They’ll say that the jobs boom was really just a factor of the state’s population growth. It’s difficult to understand why that’s a bad thing. After all, people vote with their feet, and in this case millions of them voted for Perry’s Texas, which was the only state creating enough jobs to sustain them.

And they’ll say that even if they did happen to create a ton of jobs, they aren’t well paid. This one just isn’t true. Although Texas does have a lot of low-paying jobs, the result of the low cost of living and a growing immigrant workforce, it is also creating high paying jobs at a faster clip than anywhere else. According to the Dallas Fed, 45 percent of the new jobs in Texas are in the top half of the nation’s wage distribution – a far faster pace of middle- and high-wage job creation than the country as a whole.

As even left-leaning blogger Matt Yglesias was forced to admit, Texas is “a pretty nice place to live.”

“Its infrastructure is not decaying.
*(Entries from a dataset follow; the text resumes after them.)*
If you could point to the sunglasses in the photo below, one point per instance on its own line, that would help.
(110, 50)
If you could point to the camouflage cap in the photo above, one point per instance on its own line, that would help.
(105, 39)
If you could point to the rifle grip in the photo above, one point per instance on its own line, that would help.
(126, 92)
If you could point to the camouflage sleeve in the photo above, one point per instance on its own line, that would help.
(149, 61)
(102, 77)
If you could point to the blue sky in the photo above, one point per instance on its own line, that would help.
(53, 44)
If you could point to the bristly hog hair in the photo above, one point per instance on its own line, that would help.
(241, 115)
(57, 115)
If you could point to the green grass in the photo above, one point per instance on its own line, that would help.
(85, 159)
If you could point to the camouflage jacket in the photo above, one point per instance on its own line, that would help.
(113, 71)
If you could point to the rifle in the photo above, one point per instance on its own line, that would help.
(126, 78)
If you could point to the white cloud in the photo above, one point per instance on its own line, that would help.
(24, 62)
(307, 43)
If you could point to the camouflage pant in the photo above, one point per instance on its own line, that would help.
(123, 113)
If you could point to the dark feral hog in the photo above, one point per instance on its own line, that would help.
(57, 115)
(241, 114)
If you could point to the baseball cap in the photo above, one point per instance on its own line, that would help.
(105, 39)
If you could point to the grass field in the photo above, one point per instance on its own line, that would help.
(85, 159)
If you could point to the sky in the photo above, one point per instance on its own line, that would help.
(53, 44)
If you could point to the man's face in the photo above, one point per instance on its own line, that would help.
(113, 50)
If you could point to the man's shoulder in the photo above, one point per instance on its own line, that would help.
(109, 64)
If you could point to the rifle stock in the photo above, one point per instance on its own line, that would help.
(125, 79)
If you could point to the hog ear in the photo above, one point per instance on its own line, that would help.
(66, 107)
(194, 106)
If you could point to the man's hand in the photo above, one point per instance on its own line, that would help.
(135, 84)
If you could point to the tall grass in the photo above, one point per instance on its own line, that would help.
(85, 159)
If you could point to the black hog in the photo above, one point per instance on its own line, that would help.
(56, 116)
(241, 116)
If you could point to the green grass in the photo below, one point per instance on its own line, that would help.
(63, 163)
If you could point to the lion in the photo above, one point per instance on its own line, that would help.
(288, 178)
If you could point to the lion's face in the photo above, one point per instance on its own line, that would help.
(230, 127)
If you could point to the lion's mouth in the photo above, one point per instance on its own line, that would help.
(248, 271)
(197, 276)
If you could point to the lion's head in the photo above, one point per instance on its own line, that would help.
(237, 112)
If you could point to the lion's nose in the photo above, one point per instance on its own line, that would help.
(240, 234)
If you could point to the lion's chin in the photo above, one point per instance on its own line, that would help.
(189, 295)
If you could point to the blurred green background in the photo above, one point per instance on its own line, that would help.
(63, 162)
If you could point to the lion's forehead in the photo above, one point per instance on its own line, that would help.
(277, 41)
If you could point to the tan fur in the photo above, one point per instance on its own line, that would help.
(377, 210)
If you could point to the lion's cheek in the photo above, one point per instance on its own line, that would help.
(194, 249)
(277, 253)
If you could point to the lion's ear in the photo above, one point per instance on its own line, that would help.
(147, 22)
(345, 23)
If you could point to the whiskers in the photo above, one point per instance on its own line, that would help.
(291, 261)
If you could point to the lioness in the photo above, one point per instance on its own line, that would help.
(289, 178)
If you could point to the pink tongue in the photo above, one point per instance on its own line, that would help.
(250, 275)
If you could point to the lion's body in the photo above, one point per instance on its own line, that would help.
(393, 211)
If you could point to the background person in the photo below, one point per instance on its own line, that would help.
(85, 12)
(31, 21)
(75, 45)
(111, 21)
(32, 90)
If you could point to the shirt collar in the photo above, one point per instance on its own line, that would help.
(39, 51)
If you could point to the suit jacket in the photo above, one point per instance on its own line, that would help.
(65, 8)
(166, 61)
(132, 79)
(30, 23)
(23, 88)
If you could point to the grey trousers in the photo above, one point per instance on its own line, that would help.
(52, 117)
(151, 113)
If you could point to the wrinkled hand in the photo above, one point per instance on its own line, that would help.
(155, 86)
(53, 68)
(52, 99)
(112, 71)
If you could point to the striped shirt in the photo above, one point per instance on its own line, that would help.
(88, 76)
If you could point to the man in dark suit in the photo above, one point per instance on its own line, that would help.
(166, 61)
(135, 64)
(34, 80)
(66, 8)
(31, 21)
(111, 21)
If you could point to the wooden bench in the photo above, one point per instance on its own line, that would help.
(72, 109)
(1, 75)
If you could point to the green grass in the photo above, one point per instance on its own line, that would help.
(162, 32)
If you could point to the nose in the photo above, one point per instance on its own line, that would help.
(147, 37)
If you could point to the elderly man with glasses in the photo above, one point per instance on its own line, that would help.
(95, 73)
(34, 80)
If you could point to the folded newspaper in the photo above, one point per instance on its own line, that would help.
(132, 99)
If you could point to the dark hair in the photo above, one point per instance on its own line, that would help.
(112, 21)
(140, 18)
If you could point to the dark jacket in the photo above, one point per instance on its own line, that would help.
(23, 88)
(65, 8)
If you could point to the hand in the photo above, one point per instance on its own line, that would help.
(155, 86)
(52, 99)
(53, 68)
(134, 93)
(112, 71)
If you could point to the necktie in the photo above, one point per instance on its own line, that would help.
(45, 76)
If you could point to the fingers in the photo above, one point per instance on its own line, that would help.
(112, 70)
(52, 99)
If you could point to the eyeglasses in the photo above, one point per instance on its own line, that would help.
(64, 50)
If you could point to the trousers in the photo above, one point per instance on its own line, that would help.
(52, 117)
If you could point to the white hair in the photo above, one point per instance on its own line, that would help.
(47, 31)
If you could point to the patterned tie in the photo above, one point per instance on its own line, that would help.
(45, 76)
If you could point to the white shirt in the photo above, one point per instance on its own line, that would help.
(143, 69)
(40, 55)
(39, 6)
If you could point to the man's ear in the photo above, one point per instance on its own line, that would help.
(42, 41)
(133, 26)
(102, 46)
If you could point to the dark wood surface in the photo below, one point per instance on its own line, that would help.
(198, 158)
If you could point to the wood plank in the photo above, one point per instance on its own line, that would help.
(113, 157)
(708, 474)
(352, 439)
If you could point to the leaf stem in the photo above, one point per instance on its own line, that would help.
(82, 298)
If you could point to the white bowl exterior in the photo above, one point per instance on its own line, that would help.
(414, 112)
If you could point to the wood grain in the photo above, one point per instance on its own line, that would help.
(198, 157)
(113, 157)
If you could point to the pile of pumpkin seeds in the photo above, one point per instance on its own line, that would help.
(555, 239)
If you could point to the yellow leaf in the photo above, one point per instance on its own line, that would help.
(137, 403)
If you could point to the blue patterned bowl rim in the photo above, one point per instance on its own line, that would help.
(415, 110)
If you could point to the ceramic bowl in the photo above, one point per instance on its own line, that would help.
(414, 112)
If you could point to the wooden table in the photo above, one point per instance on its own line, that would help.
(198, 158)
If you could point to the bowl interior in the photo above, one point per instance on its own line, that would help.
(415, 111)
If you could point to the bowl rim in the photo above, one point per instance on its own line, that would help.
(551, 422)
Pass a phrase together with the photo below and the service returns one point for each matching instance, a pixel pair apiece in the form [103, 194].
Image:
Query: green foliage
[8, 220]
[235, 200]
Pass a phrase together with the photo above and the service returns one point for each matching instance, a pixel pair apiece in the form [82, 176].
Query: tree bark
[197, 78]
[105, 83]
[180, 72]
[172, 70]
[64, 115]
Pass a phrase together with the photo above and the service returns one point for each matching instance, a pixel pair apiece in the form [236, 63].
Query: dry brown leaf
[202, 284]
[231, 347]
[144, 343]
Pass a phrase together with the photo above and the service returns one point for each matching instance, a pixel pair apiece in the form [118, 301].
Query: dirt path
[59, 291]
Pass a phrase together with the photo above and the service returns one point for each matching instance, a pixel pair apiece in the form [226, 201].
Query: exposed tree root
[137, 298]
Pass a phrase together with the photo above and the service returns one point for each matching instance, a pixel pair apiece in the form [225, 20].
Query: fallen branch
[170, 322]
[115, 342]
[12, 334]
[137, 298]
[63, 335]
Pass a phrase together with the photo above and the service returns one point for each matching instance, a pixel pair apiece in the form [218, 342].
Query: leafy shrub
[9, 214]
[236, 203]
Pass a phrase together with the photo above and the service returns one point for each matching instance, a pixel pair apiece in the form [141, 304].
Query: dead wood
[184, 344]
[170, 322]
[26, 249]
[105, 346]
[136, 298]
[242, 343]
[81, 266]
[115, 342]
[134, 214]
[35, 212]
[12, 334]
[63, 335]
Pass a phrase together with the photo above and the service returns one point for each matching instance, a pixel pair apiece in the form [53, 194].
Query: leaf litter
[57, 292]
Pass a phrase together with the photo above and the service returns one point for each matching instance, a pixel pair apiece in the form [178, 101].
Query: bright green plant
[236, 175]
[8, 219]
Indeed, despite lower taxes the major roads in Texas are far nicer than those in the northeast. The airports are functional. Dallas and Houston are both building out their rail transit systems. African-American and Latino kids do better in school in Texas than they do in the average state. The University of Texas is an extremely well-regarded public university. And if a coastal liberal starts rolling his eyes at the idea of Texas being a nice place to live, just ask him about Austin — a city that is very much subjected to the same conservative governance as the rest of the state.

Of course, none of that means that Perry will win the White House, but it does mean he has a compelling story to tell about the power of conservative governance. And no silly comments from the Democratic National Committee can change that.